My first response to the problem was to try to reinstall Snow Leopard. Unfortunately when I started the installation, my iMac would hang while the system was trying to boot from the original Snow Leopard DVD.
As this was all happening, the death knell was ringing for MobileMe. Earlier in June, I managed to get a friend who was running Lion to bring their laptop to lunch so I could at least start the migration so my email would keep working. Neither of us was very confident that the process had worked.
Also while this was happening I finished my ebook, "A Week at the Beach, An Emerald Isle Travel Guide." I wrote the book with Nisus Writer Express, but I did the final publishing edits and formatting with MS Word for Windows. When I published my book for the Kindle, I knew that people could read it on the iPad, Macs, and Windows machines using free Kindle reader software. I planned to do an iPad version, but I was thrown for a loop when I found that I had to have Lion in order to use iBooks Author.
With that in mind I decided to take advantage of one of the Mac's great strengths, I took a Firewire 800 external hard drive and used Disktools so that it could be a boot disk for my Intel iMac. I took advantage of some instructions that I found on the web so in the process of downloading Lion from the App Store, I created a flash drive OSX Lion installer.
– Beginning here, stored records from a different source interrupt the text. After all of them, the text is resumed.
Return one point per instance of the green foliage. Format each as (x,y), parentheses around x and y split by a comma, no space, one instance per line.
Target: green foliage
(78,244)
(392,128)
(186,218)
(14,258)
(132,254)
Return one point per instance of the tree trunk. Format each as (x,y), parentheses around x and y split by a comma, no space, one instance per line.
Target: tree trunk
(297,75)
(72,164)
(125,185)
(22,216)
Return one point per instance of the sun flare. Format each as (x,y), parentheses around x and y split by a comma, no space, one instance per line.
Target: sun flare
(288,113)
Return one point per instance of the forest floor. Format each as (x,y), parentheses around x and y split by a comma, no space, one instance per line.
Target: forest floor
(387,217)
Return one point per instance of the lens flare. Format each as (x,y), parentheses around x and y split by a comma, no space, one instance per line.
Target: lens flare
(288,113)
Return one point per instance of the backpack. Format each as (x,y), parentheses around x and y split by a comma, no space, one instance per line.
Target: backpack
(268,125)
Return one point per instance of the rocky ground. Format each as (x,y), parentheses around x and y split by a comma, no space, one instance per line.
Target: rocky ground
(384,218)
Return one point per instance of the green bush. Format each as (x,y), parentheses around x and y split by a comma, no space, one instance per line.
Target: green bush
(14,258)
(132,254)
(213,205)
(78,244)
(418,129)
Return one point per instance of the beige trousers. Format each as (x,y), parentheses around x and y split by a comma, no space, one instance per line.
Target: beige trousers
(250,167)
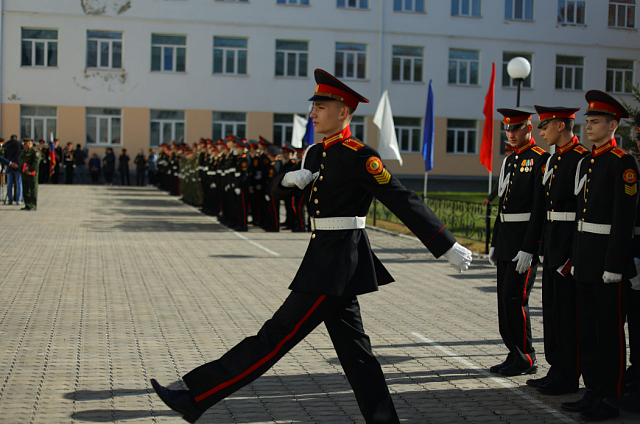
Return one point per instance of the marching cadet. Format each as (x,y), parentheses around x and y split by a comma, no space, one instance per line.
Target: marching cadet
(350,173)
(29,166)
(606,187)
(558,285)
(516,240)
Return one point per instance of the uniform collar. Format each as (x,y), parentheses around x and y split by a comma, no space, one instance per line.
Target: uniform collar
(604,148)
(526,146)
(336,138)
(569,145)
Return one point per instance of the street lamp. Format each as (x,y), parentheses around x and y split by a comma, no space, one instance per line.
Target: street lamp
(518,68)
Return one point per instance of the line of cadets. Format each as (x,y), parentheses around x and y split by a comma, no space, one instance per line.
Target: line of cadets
(230,179)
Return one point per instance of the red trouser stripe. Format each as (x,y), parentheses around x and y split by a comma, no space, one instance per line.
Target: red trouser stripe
(273,353)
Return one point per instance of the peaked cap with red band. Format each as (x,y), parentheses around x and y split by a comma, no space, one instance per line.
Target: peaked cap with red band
(513,118)
(547,114)
(330,88)
(603,104)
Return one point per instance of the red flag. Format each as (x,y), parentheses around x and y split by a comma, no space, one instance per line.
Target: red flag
(486,149)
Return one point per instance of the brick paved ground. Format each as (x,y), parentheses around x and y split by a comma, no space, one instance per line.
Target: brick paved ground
(105,287)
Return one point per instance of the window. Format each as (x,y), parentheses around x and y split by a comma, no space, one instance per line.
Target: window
(464,67)
(506,79)
(571,12)
(357,127)
(408,132)
(569,72)
(39,47)
(406,64)
(104,50)
(296,2)
(353,4)
(229,123)
(104,126)
(351,60)
(465,7)
(230,56)
(461,136)
(166,53)
(291,58)
(622,13)
(619,76)
(518,9)
(416,6)
(38,122)
(166,126)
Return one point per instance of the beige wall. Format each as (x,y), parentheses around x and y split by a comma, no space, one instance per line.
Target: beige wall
(10,120)
(199,125)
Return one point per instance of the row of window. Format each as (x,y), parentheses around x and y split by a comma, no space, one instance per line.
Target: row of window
(230,55)
(104,128)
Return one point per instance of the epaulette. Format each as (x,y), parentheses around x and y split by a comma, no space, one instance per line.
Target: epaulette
(353,144)
(618,152)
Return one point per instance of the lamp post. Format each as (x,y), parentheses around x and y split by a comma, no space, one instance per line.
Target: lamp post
(518,68)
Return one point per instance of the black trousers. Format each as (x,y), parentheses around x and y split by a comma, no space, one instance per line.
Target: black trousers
(513,311)
(603,353)
(298,316)
(560,326)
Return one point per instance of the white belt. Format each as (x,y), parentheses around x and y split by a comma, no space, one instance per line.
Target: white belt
(514,217)
(342,223)
(594,228)
(561,216)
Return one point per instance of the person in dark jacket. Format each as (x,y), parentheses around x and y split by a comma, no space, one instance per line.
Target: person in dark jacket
(342,175)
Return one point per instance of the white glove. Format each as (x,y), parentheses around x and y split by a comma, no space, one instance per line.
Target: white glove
(610,277)
(492,256)
(298,178)
(459,257)
(524,260)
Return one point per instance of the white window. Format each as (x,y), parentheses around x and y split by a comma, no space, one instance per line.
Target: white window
(168,53)
(464,67)
(353,4)
(406,64)
(416,6)
(229,123)
(39,47)
(351,61)
(104,50)
(521,10)
(465,8)
(506,79)
(38,122)
(619,76)
(622,13)
(104,126)
(408,133)
(357,127)
(569,72)
(571,12)
(166,126)
(461,136)
(291,58)
(230,56)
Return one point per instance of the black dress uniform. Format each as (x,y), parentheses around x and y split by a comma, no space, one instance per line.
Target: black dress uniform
(350,174)
(558,285)
(518,228)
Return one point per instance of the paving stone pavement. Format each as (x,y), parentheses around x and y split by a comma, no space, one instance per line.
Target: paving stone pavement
(103,288)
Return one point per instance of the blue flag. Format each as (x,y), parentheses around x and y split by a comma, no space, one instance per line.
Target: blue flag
(429,129)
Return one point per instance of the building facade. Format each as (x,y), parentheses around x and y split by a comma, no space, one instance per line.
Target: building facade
(135,73)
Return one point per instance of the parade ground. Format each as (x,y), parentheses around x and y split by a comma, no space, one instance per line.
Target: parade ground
(103,288)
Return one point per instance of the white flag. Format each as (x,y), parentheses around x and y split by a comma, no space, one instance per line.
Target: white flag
(299,128)
(388,143)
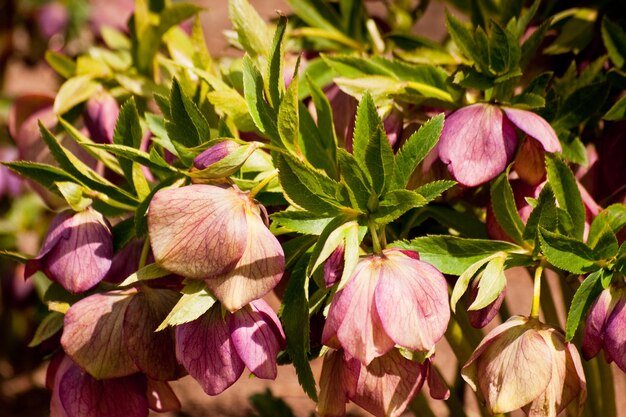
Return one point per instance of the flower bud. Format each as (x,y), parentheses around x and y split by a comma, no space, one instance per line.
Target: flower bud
(76,252)
(526,364)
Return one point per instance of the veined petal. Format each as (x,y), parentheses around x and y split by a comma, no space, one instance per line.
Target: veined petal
(534,126)
(152,352)
(412,301)
(82,395)
(387,385)
(476,143)
(258,271)
(361,333)
(93,337)
(197,231)
(205,349)
(254,331)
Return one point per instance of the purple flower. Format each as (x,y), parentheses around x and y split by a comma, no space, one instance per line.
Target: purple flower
(391,299)
(100,116)
(76,252)
(219,235)
(478,141)
(605,327)
(216,348)
(526,364)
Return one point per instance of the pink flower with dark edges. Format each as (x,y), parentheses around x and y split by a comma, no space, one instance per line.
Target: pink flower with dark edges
(391,299)
(216,348)
(76,252)
(526,364)
(478,141)
(604,327)
(219,235)
(75,393)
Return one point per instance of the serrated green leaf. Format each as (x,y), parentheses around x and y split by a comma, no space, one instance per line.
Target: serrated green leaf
(196,301)
(73,92)
(566,253)
(492,282)
(504,208)
(583,299)
(294,315)
(48,327)
(415,149)
(566,191)
(454,255)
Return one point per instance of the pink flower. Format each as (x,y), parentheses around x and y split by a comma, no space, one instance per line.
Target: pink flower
(215,349)
(391,299)
(526,364)
(76,252)
(219,235)
(478,141)
(605,327)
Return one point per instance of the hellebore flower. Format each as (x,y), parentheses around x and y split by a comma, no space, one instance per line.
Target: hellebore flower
(219,235)
(384,388)
(100,116)
(605,327)
(391,299)
(526,364)
(76,252)
(478,141)
(216,349)
(112,335)
(75,393)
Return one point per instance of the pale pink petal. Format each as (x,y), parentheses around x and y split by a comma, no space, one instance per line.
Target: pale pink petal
(258,271)
(205,349)
(82,395)
(152,352)
(256,338)
(361,333)
(161,397)
(388,384)
(197,231)
(534,126)
(412,301)
(93,337)
(476,143)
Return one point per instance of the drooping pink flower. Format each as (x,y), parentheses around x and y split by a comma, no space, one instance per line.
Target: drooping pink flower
(526,364)
(478,141)
(76,252)
(219,235)
(391,299)
(215,349)
(604,327)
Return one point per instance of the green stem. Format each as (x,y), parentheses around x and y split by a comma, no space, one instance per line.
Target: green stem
(534,312)
(263,183)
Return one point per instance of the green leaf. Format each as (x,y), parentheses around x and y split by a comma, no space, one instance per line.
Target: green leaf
(73,92)
(617,110)
(252,31)
(395,203)
(504,208)
(584,297)
(415,149)
(148,272)
(453,255)
(307,187)
(614,37)
(492,282)
(196,301)
(48,327)
(63,65)
(434,189)
(566,253)
(566,191)
(294,315)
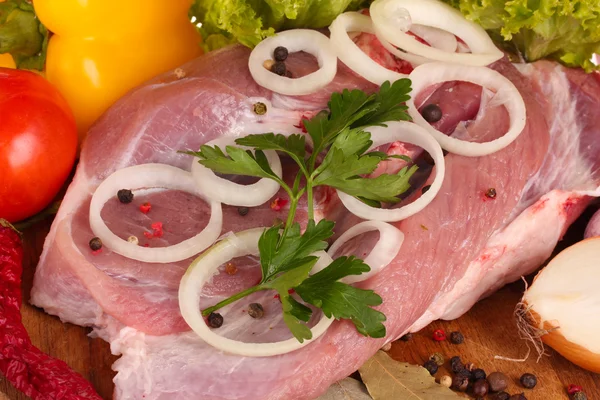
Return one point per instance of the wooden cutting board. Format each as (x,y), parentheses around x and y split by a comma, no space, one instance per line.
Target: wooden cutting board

Lion installed easily and I decided to start clean and manually install all my apps. That sort of worked. I purchased an upgrade to iPhoto just after I got my iMac so I installed it. The Mac running Lion wouldn't launch it but when I went to the App Store, it would not sell me an upgrade. I ended up throwing away iPhoto and spending another $14.99 on iPhoto. All of my other apps, Pixelmator, Rapidweaver, Snagit, Coda, MS Office, Fetch, Pages, Numbers, and Keynote installed fine. Interestingly iMovie and iDVD did not have the same problem as iPhoto.
I personally find Lion a little confusing since there are so many different ways to do things, but I will probably get over that. Since my Lion install was finished on June 29, one of the first things I wanted to do was check to see if my earlier migration to iCloud had worked.
For some reason iCloud didn't like my Apple ID so I ended up having to create another one. I also ended up creating one of the most complex passwords that I have ever used just to keep iCloud happy. Fortunately my mail had moved with no problem. I had already logged into MobileMe with my old MobileMe id and downloaded all my photos, websites, and files just to be certain.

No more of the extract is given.